O espírito secular, ocidental, considerou que oferecia a melhor vida possível a
qualquer um. E tratou de impor esse modo de vida em muitos lugares. Não à toa
isso incluía o capitalismo e o consumismo, sabemos. Milhões de pessoas viram
arrancadas à força de sua vida tudo o que dava sentido, sem que nada fosse
colocado no lugar. Não tenho religião, também quero um Estado laico, mas minha
avó usou véu na missa até morrer. Ela se consideraria agredida se alguém
tirasse à força isso dela.
Nesse estado
de espírito meio pesado, pego outro livro, de Cees Nooteboom, um escritor
holandês que adoro. Antes mesmo prólogo, há uma citação de Walter Benjamin,
sobre um quadro de Paul Klee chamado Angelus Novus. O trecho final diz o
seguinte: “Ali onde vemos um encadeamento de acontecimentos, ele vê uma única
catástrofe, que se amontoa continuamente em escombros que lhe vêm parar aos
pés.

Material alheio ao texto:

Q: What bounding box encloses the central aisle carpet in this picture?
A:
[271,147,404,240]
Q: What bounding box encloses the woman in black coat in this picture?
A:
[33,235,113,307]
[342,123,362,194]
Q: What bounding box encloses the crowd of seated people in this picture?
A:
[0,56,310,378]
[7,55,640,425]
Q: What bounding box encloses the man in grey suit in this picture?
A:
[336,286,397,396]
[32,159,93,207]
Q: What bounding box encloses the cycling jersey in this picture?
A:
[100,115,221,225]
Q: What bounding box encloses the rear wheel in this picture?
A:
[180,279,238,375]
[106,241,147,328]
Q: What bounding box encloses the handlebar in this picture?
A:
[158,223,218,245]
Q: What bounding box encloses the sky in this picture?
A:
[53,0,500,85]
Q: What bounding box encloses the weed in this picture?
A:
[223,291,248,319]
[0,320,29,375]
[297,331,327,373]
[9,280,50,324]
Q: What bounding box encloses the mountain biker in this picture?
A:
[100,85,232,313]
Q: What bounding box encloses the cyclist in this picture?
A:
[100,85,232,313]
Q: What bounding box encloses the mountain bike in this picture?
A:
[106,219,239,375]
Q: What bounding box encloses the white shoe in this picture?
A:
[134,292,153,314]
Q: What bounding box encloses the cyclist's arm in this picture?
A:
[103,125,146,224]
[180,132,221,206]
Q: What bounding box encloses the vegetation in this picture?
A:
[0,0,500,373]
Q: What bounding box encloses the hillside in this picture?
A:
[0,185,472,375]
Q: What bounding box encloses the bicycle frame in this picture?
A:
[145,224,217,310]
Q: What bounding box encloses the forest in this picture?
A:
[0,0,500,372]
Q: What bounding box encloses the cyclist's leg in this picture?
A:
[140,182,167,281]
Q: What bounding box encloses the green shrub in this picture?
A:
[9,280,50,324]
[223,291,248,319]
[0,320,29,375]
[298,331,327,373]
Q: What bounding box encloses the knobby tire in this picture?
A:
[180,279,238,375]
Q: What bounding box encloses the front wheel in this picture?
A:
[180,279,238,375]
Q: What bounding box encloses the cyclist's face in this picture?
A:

O anjo não se importaria em se deixar ficar ali, ressuscitando os mortos e
recompondo os destroços a fim de obter um conjunto. Mas eis que o vento
provindo do paraíso apanha suas asas numa tormenta tão violenta que ele já não
as pode fechar. A tempestade o propulsiona irresistivelmente rumo ao porvir, a
que ele havia dado as costas, enquanto as ruínas diante deles se encastelam até
alcançar o céu. É a essa tempestade que demos o nome de “progresso”.” Walter Benjamin escreveu isso quando sentia
sua vida afundando numa Europa à beira do nazismo. Só agora, escrevendo aqui,
me dou conta de como o título do livro de Nooteboom cabe muito bem ao mundo
como é agora, como sempre foi talvez – O Paraíso Perdido.